In my view, semantic web technologies should have been used to make databases interoperable, not to turn the hypertext web into an incredibly incomplete distributed database without any data quality process.

  • Are you referring to ActivityPub traffic (Mastodon, etc.)? Yes they're nominally using JSON-LD, but actually most devs seem to not have understood that ActivityStreams is just a projection of RDF triples into JSON. Instead they go with the part they did unterstand (because JSON is better than markup right?), and end up tunneling markdown or HTML through JSON strings and uneccessarily hardcoding their payloads in ORM layers in dynamic languages. If I were mean, I'd compare the situation to insects incapable of comprehending a 3D universe, clinging to syntactic surfaces that seem familiar.

    But what can you do? At this point, keeping federated alternatives, protocol-first designs, and multiple interworking implementations is more important than purity; it might well be the last successful initiative of its kind.

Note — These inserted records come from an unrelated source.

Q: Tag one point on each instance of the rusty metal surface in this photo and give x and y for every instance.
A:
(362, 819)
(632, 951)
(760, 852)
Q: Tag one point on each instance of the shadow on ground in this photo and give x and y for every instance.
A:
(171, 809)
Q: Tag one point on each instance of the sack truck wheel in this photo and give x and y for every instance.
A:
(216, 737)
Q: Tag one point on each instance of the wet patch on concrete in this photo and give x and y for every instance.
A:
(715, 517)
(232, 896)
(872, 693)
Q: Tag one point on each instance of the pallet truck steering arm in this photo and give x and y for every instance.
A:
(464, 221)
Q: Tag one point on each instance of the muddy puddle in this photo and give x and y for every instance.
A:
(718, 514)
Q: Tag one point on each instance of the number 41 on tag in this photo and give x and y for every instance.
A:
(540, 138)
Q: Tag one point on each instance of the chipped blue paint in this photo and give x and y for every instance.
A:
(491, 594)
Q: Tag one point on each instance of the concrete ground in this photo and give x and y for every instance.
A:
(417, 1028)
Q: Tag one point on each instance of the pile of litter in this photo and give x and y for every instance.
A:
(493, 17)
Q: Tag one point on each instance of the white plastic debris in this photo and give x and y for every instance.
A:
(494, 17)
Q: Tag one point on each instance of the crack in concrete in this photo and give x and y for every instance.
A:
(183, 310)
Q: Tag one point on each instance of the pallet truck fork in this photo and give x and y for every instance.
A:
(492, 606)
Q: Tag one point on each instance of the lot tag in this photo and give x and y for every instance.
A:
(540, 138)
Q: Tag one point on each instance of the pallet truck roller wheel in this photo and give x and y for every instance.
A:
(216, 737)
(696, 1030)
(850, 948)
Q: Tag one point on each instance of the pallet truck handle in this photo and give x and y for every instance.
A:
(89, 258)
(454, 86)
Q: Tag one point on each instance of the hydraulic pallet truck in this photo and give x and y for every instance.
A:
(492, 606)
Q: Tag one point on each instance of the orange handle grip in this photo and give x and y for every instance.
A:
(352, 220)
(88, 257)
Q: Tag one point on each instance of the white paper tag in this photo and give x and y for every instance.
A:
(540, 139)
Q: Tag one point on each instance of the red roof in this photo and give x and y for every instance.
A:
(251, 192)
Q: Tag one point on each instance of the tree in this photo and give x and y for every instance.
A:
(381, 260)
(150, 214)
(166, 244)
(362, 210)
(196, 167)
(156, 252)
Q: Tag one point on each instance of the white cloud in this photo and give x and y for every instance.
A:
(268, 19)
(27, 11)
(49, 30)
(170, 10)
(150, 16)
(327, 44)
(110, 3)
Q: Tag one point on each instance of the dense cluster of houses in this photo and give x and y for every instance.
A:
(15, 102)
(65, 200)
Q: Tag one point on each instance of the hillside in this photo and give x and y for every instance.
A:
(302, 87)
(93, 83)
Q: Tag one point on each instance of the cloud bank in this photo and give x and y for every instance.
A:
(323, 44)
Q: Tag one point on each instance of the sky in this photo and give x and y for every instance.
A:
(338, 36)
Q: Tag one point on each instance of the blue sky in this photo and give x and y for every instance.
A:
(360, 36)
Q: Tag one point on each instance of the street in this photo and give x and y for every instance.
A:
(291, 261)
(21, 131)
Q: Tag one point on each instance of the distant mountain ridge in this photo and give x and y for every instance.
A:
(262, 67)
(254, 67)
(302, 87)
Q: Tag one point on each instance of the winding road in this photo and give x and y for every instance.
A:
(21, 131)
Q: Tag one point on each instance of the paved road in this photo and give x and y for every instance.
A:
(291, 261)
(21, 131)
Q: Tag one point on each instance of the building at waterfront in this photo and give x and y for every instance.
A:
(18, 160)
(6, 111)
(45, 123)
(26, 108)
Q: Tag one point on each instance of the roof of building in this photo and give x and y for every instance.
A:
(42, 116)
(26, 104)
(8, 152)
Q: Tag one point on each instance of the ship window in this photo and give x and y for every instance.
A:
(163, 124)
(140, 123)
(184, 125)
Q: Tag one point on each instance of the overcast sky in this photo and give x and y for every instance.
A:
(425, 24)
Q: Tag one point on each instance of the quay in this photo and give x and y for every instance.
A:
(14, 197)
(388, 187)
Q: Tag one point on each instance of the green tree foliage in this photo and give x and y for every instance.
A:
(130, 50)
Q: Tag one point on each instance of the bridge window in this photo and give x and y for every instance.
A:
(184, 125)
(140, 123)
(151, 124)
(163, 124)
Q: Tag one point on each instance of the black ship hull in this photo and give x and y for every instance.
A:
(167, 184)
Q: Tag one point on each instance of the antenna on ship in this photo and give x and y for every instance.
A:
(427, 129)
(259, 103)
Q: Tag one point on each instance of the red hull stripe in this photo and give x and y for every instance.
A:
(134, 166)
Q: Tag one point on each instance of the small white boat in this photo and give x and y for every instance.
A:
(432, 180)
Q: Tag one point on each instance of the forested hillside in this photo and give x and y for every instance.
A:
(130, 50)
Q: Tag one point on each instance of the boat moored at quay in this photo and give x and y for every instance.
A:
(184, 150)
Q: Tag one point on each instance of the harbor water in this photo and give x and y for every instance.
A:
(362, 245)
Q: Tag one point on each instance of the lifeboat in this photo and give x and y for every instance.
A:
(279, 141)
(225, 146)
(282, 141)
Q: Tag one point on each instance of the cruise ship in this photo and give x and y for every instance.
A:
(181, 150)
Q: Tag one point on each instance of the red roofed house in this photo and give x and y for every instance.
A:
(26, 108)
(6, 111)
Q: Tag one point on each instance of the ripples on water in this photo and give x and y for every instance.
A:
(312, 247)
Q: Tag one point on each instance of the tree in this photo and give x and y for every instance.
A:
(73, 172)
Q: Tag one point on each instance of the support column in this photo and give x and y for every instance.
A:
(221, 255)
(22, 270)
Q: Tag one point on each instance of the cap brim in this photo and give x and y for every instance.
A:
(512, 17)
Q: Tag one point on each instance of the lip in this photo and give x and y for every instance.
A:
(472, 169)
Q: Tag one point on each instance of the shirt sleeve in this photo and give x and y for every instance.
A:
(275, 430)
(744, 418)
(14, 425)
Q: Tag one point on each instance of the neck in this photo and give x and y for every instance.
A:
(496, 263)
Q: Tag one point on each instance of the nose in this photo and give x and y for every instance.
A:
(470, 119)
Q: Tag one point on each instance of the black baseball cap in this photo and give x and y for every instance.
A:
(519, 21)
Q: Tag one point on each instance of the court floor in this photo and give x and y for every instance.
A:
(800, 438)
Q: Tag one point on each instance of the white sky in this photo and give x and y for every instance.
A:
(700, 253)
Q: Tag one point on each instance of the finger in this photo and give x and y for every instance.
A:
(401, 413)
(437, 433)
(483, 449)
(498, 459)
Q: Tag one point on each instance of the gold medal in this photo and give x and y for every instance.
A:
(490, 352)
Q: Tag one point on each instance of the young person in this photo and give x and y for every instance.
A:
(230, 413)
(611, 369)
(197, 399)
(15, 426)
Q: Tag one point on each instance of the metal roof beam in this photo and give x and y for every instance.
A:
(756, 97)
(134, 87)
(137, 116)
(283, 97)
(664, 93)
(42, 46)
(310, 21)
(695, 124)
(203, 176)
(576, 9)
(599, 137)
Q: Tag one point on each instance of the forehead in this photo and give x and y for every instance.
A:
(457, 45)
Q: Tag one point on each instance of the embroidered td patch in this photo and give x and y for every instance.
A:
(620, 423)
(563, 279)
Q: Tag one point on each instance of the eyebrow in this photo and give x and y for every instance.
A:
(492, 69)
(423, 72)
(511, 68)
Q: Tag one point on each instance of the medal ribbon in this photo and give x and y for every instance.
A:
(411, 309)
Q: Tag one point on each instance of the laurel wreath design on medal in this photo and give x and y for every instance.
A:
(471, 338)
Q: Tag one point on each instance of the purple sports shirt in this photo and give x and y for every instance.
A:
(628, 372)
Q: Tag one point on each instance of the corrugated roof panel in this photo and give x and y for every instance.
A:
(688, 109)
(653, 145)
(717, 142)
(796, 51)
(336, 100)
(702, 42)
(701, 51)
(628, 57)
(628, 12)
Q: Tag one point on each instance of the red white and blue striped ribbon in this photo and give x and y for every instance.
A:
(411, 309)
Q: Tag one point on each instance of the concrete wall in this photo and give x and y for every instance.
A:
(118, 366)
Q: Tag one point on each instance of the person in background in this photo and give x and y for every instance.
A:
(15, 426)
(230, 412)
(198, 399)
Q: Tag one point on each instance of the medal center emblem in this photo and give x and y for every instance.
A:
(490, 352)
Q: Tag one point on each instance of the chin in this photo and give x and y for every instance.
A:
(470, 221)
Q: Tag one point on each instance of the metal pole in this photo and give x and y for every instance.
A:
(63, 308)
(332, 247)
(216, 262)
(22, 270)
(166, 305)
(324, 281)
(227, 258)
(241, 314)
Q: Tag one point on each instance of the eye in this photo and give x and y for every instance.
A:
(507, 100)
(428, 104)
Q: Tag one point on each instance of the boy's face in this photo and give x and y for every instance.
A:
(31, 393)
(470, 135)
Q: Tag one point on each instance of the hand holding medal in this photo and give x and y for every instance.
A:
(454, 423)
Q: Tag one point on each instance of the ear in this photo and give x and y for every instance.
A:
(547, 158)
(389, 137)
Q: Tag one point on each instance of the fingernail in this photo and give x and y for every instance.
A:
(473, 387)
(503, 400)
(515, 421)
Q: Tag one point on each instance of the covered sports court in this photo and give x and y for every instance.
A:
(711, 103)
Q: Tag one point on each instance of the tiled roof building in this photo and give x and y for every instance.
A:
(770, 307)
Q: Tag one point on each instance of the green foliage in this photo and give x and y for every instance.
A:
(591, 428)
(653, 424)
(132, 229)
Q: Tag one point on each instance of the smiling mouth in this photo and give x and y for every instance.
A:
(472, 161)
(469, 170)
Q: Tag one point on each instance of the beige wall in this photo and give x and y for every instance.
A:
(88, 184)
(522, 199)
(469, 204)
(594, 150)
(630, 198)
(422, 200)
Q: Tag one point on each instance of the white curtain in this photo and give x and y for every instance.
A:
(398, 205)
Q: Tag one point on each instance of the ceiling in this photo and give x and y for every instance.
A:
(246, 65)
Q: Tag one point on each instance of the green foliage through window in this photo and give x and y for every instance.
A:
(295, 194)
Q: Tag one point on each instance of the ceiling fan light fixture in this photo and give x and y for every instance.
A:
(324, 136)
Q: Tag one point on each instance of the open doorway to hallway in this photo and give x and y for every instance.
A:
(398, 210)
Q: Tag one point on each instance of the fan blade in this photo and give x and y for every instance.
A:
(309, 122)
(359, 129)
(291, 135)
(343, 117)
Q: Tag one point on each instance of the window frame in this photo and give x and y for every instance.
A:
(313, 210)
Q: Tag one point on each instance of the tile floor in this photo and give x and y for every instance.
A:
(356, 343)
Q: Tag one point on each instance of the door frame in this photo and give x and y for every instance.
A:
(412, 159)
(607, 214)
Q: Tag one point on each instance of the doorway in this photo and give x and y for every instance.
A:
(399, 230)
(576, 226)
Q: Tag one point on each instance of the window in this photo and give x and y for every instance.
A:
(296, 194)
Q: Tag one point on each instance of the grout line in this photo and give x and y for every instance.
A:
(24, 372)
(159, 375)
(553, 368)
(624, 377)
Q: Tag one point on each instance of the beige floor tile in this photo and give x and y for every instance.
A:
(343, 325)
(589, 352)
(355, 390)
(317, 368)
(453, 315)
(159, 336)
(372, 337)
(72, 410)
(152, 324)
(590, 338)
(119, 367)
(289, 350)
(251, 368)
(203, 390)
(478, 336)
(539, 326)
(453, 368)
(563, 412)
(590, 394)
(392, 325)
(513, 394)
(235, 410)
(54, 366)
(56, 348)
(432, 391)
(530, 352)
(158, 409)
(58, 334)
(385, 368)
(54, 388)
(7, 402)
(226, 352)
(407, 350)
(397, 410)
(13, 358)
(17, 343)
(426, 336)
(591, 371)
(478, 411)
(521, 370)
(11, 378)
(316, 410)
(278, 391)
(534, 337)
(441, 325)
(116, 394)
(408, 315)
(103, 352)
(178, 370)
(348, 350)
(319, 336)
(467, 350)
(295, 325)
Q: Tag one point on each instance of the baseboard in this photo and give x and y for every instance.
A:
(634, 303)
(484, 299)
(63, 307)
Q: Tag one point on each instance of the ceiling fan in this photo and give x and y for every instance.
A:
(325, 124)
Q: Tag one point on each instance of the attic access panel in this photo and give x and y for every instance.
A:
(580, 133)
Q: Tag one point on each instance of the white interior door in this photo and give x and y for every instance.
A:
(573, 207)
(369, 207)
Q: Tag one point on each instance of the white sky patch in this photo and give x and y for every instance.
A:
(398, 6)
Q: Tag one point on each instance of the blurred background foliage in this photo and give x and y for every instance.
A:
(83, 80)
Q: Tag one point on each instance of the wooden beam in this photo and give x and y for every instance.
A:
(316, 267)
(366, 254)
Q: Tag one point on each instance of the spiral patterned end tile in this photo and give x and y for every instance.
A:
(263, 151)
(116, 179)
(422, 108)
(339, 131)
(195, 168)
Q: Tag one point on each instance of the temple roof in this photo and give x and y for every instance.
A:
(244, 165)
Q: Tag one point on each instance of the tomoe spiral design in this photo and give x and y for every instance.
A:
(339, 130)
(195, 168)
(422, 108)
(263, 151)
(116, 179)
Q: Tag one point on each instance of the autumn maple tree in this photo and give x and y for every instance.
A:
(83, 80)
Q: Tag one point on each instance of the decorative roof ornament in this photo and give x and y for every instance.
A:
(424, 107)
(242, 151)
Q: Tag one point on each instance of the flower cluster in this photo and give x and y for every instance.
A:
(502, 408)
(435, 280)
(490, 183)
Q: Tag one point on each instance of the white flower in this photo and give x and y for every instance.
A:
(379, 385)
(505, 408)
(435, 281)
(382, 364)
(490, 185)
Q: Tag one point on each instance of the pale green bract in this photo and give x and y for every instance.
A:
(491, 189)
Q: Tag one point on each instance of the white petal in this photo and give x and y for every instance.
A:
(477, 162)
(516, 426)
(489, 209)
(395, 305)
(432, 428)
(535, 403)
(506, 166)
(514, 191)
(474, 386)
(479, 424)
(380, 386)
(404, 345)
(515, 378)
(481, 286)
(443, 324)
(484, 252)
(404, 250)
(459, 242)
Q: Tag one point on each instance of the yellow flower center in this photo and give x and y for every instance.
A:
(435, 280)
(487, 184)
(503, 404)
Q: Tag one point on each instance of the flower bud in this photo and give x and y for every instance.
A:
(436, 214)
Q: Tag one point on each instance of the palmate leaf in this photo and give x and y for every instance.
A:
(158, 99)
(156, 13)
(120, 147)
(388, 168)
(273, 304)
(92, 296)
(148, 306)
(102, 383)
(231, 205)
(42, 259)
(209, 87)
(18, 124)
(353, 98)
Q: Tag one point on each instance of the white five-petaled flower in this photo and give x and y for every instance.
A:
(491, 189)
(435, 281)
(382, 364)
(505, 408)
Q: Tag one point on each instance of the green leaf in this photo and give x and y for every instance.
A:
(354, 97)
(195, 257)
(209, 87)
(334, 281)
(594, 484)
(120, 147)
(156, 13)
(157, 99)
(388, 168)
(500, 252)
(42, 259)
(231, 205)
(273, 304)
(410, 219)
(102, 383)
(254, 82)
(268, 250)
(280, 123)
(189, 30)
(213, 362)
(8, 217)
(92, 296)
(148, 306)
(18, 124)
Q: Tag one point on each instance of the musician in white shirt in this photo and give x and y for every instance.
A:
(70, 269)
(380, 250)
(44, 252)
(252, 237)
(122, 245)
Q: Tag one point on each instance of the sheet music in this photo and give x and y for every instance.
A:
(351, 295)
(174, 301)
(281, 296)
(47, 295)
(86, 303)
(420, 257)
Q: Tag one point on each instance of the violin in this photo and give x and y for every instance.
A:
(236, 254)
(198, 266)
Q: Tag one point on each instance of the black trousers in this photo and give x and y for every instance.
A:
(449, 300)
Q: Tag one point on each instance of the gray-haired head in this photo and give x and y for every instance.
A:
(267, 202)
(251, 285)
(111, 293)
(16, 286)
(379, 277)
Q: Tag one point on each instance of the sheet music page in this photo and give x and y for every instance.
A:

    • >Are you referring to ActivityPub traffic (Mastodon, etc.)?

      No, I wasn't even aware that they use anything RDF related.

  • I work with Palantir Foundry stack, and I awfully think that this is the best implementation of semantic web principles I could ever imagine.

    And the current trend is really to connect the AI layer of Foundry with the ontology layer.

    Note: after rereading your comment, I must admit that Foundry enforces data co-locality and model co-locality (==a unified centrally managed ontology). Which are NOT what the semantic web wanted.